Funeral will take place here tomorrow, family sources said. His embalmed body will be kept at his bungalow in the civil lines area here to enable people to pay their last respects.
The body of 87-year-old will later be taken to the BJP office before cremation at Chandpol ground. As the news of his death this morning spread, leaders from across the political spectrum rushed to his residence to pay their tributes.


His father’s name was Shri Devi Singh Shekhawat and his mother was Shrimati Banne Kanwar. He was born in the village of Khachariawas, in the district of Sikar in Rajasthan. He is married to Shrimati Suraj Kanwar and they have a daughter Shrimati Ratan Kanwar who is married to Shri Narpat Singh Rajvi, senior BJP leader of Rajasthan and a former cabinet minister in the Govt. of Rajashan.

Political Life

Bhairon Singh Shekhawat enjoyed the enviable reputation of ‘Ajatshatru’ — for having friends across the political spectrum in his over five decades-long political career.

The “Rajasthan Ka Ek hi Singh” as he is popularly lauded by the millions of his supporters, Bhairon Singh Shekhawat is one of the oldest anti-Congress leaders alive in India. An RSS functionary from a young age, he quit his job in Police force and joined politics in 1952

Till 1977, the Indian National Congress won elections in majority of the states in India. Shekhawat always posed to be a threat to the Congress in Rajasthan.
He served as the Chief Minister of Rajasthan state three times, from 1977 to 1980, 1990 to 1992, and 1993 to 1998.

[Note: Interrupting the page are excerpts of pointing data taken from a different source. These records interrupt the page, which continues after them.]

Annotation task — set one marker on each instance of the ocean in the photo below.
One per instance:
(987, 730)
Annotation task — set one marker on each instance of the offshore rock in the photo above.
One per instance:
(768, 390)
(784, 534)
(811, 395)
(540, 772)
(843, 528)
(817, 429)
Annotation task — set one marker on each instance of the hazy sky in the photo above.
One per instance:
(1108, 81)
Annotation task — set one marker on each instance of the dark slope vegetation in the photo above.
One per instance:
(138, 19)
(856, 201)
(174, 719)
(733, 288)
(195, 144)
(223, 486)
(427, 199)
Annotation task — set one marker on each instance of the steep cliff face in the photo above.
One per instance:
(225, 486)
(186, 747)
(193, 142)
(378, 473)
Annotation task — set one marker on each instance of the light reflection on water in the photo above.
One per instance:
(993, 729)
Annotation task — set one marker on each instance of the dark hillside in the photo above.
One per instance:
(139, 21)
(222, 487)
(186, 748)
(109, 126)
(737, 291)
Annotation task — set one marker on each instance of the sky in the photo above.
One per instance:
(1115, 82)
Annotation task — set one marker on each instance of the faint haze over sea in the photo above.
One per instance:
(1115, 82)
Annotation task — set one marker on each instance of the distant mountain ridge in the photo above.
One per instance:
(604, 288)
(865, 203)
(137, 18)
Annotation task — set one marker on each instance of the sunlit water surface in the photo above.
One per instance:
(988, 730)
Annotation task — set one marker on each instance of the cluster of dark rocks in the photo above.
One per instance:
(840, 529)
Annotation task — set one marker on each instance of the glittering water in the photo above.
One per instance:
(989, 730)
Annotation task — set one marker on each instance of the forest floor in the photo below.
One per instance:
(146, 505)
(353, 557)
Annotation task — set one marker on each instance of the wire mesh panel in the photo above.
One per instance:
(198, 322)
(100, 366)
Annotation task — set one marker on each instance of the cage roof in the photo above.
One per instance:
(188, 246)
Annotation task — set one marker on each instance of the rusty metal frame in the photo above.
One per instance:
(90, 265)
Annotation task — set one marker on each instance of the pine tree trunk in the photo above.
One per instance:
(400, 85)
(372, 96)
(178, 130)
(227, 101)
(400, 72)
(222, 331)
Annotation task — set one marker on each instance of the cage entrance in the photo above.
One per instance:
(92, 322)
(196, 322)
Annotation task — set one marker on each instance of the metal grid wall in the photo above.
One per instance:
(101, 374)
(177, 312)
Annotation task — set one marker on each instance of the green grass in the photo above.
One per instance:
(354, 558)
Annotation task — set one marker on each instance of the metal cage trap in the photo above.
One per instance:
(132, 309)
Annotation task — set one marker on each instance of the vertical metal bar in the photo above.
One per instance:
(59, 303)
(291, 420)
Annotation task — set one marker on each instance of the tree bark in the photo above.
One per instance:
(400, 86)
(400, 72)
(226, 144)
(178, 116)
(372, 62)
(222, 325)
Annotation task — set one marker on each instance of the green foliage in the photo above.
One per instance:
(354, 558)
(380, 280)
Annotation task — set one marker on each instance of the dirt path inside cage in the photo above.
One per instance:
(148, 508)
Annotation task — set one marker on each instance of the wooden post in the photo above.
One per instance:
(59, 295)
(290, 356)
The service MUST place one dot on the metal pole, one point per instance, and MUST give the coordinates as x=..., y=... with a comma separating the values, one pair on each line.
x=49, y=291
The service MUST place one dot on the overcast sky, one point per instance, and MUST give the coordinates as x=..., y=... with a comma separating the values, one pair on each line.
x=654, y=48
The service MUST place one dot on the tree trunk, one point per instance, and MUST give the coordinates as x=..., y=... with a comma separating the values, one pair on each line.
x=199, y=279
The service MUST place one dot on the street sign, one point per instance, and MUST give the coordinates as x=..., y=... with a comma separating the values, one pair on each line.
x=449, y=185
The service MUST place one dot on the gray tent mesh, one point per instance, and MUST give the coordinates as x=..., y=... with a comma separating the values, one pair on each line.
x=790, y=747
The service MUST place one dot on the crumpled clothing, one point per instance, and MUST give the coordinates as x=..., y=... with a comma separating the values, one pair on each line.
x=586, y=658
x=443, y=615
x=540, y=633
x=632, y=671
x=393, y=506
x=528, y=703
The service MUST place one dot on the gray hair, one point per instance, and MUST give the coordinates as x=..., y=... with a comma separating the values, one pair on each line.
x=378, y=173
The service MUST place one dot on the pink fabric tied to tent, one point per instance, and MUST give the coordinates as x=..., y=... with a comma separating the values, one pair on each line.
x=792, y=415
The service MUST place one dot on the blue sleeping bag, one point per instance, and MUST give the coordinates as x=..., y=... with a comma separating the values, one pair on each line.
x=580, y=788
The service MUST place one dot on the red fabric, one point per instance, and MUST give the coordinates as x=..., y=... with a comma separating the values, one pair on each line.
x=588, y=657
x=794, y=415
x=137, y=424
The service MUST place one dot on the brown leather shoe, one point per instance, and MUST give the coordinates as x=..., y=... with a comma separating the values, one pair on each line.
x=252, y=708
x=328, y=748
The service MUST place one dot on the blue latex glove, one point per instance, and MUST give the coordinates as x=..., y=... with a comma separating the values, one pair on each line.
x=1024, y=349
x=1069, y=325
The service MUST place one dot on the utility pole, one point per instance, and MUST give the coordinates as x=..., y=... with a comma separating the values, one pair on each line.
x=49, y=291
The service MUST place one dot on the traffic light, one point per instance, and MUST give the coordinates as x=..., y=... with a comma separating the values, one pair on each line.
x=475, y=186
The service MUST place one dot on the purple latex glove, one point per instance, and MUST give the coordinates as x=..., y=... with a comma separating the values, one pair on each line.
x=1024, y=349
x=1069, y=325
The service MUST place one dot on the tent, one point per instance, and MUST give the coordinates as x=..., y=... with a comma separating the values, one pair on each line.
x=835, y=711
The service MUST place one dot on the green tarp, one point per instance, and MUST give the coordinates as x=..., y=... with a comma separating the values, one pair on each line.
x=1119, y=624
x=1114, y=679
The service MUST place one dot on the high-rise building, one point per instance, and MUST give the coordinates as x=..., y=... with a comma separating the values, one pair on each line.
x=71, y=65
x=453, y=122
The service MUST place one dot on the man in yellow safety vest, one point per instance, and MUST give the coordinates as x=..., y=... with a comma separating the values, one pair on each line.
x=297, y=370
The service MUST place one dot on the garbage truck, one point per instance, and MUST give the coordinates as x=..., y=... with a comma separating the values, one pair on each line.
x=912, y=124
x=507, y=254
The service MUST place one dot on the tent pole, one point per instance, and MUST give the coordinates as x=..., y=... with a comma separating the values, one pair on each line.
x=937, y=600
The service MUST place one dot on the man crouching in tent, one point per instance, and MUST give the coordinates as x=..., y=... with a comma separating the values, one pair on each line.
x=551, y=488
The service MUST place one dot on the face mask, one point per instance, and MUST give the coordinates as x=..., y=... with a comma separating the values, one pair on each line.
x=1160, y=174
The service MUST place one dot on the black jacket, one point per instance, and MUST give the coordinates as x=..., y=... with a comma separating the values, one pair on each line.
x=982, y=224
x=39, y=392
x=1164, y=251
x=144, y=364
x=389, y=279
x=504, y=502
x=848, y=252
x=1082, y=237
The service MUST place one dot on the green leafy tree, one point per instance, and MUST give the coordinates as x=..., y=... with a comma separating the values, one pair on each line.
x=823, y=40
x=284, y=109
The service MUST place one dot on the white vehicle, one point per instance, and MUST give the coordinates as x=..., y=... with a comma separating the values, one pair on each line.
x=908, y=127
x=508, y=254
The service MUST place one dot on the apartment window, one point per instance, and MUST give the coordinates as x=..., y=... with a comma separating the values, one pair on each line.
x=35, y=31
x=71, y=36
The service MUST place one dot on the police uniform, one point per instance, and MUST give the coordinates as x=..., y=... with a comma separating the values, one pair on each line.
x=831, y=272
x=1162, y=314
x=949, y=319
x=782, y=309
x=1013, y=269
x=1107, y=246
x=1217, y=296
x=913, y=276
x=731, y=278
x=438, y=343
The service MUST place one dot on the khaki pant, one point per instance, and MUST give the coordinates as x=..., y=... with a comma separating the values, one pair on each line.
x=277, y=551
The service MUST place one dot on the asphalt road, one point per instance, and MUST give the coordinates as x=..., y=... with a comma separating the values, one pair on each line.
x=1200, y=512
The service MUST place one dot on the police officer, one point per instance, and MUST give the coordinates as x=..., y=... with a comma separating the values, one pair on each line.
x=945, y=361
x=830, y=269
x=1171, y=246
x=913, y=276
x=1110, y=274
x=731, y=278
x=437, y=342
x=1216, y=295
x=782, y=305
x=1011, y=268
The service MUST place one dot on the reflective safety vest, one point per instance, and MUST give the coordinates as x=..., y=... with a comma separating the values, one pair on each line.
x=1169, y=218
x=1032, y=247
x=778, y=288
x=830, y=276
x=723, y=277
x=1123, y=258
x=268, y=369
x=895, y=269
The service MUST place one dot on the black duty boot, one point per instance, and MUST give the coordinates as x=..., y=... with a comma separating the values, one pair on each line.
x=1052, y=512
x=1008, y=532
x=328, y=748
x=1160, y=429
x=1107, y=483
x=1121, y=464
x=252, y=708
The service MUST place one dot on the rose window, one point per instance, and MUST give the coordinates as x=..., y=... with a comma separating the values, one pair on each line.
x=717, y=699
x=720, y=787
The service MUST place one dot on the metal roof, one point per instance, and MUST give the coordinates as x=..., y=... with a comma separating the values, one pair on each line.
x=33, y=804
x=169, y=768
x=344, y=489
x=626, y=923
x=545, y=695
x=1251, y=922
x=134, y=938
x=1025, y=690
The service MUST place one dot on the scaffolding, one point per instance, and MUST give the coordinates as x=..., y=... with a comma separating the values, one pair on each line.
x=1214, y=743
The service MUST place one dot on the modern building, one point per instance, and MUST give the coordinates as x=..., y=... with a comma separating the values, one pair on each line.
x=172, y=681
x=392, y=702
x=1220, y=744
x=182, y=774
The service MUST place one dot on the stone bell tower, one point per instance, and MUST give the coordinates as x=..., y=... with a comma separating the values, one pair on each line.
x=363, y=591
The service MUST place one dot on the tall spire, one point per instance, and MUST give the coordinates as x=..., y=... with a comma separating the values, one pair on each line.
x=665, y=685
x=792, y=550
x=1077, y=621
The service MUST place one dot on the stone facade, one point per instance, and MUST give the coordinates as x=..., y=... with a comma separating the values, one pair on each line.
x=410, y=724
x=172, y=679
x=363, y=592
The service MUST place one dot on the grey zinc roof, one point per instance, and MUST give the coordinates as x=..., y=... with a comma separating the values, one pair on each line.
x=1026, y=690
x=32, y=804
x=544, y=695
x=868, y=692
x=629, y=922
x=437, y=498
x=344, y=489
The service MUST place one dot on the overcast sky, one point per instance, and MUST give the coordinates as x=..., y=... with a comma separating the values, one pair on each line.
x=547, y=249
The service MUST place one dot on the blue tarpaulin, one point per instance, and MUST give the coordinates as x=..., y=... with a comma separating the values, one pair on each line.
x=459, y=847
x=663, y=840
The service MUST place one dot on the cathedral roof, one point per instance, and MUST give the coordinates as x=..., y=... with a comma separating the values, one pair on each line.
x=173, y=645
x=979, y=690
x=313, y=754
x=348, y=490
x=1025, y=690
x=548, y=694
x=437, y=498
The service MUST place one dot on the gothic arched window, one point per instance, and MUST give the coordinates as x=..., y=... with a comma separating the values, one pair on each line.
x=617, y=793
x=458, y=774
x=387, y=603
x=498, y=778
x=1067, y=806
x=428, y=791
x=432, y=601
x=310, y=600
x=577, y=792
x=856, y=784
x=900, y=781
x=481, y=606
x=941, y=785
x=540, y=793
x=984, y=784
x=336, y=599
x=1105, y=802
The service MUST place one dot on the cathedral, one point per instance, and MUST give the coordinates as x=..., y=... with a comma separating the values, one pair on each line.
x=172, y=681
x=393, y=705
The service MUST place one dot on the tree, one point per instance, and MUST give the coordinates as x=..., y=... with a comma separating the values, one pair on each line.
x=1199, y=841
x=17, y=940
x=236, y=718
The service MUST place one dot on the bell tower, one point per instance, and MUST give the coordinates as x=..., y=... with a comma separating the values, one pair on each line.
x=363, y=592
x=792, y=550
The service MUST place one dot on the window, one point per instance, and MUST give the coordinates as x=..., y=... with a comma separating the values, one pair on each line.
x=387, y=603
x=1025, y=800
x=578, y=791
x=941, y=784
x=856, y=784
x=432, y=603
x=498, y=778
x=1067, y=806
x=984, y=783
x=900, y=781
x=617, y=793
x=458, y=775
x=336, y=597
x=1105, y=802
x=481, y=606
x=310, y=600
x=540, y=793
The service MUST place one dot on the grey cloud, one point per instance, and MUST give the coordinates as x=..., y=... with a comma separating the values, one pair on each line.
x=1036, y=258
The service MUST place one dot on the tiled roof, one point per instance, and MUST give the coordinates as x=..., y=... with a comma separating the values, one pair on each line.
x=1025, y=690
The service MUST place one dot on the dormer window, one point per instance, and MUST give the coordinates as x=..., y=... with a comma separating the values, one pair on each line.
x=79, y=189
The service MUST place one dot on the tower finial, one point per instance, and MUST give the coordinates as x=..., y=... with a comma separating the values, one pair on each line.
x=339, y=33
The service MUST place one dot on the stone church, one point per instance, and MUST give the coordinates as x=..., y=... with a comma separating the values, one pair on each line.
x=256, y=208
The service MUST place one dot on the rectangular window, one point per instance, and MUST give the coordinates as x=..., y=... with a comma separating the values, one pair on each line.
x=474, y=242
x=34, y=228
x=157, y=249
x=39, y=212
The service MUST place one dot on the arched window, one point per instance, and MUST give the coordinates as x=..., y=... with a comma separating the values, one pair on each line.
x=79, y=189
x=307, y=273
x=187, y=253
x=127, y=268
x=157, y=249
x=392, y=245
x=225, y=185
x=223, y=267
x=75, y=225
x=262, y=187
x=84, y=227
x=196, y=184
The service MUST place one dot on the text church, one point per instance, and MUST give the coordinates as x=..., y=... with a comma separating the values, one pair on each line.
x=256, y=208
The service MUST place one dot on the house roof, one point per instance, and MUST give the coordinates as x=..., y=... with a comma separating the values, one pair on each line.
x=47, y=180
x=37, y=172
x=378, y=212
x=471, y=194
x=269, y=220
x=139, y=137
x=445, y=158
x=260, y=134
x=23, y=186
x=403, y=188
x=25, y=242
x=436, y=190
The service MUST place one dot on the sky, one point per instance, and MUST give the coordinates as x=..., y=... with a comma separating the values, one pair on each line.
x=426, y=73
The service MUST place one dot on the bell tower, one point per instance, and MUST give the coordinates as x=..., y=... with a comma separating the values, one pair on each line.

Shekhawat was elected as the Vice President of India in the year 2002. Shekhawat was the only member of the Rajasthan Assembly to have won in every assembly election since 1952, except 1972 when he lost from Gandhi Nagar in Jaipur.

His tenure as the chief minister of the desert state was marked by pragmatism as his government launched path-breaking policies. His brainchild – the Antyodaya scheme to help the poorest of the poor, brought international accolades for Shekhawat with the then World Bank Chief Robert McNamara describing him as the Rockefeller of India.